Dan Misener is Head of Strategy and Audience Development at Pacific Content. This guest column was originally posted on the Pacific Content blog (on Medium).
This week, I looked up the top 200 shows in each of Apple’s podcast categories, and downloaded each show’s cover artwork. After removing duplicates, I had 11,697 individual pieces of artwork.
Then I sorted them by color.
With this birds-eye view, we can easily identify artwork color trends (and tropes). Let’s zoom in and look at a few, shall we?
Red background with light text
Red is often associated with lust, power, excitement, love and anger. According to the branding agency Iconic Fox, it “creates a sense of urgency which is why it’s effective with sales.”
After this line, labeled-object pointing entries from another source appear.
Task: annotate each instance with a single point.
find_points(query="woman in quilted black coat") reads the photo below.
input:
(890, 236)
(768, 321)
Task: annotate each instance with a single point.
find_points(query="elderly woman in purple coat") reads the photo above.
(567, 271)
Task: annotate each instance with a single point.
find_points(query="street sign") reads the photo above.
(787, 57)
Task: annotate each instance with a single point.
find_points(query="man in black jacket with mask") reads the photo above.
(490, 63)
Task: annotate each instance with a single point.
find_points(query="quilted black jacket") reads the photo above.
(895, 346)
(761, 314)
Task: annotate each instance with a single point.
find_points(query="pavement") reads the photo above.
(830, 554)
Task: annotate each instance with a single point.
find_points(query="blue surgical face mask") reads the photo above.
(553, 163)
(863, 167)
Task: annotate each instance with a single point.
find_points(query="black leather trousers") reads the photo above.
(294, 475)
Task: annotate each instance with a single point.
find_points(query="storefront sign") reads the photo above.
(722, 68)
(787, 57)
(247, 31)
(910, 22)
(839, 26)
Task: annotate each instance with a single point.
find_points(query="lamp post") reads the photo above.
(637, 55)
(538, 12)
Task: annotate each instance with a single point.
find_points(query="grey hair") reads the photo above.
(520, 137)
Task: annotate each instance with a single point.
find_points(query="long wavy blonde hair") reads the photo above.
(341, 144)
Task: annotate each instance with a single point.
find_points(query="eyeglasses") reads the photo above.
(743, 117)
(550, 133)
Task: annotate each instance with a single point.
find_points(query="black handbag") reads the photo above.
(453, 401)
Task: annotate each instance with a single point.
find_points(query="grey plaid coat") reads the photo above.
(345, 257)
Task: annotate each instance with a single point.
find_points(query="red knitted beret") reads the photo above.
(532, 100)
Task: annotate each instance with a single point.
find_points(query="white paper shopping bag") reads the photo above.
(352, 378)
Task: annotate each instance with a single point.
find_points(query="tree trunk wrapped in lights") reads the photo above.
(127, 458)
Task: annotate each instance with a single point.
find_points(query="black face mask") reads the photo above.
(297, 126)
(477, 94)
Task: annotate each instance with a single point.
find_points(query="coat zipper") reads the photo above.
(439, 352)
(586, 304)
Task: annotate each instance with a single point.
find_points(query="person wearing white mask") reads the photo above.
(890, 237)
In podcast-land, we see red used across a wide variety of show types, including true crime, music, history, heath, kids, shows from brands, and more.
Blue background with light text
Blue is the color of competence and quality. Iconic Fox says it evokes trust, loyalty, dependability, logic, serenity, and security. It’s also the color of “corporate.”
Blue is another very prominent color in our birds-eye view of popular podcast artwork. With so many shows using this color scheme, it can be difficult to create something visually distinctive.
Yellow background with dark text
As designer James Verdesoto says, “Yellow is a cheap way to catch the eye.”
Yellow pops, especially against a sea of less-eye-catching colors. Just look at how Against the Rules with Michael Lewis jumps out from the pack in Apple Podcasts:
Low (or no) color
Some podcast artwork deliberately eschews color, and goes for a black and white or greyscale look. One recent example is NPR’s White Lies, which manages to be eye-catching (in part) due to its absence of color.
Also worth noting: many of Apple’s own podcasts take a low/no-color approach to show artwork:
Why does color matter?
People make up their minds within 90 seconds of their initial interactions with either people or products. About 62‐90 percent of the assessment is based on colors alone. So, prudent use of colors can contribute not only to differentiating products from competitors, but also to influencing moods and feelings — positively or negatively — and therefore, to attitude towards certain products.
Podcasting is crowded, and it’s getting more crowded by the day. With 700,000+ shows out there, it’s never been more important to stand out from the crowd.
What color(s) does your show use? Why?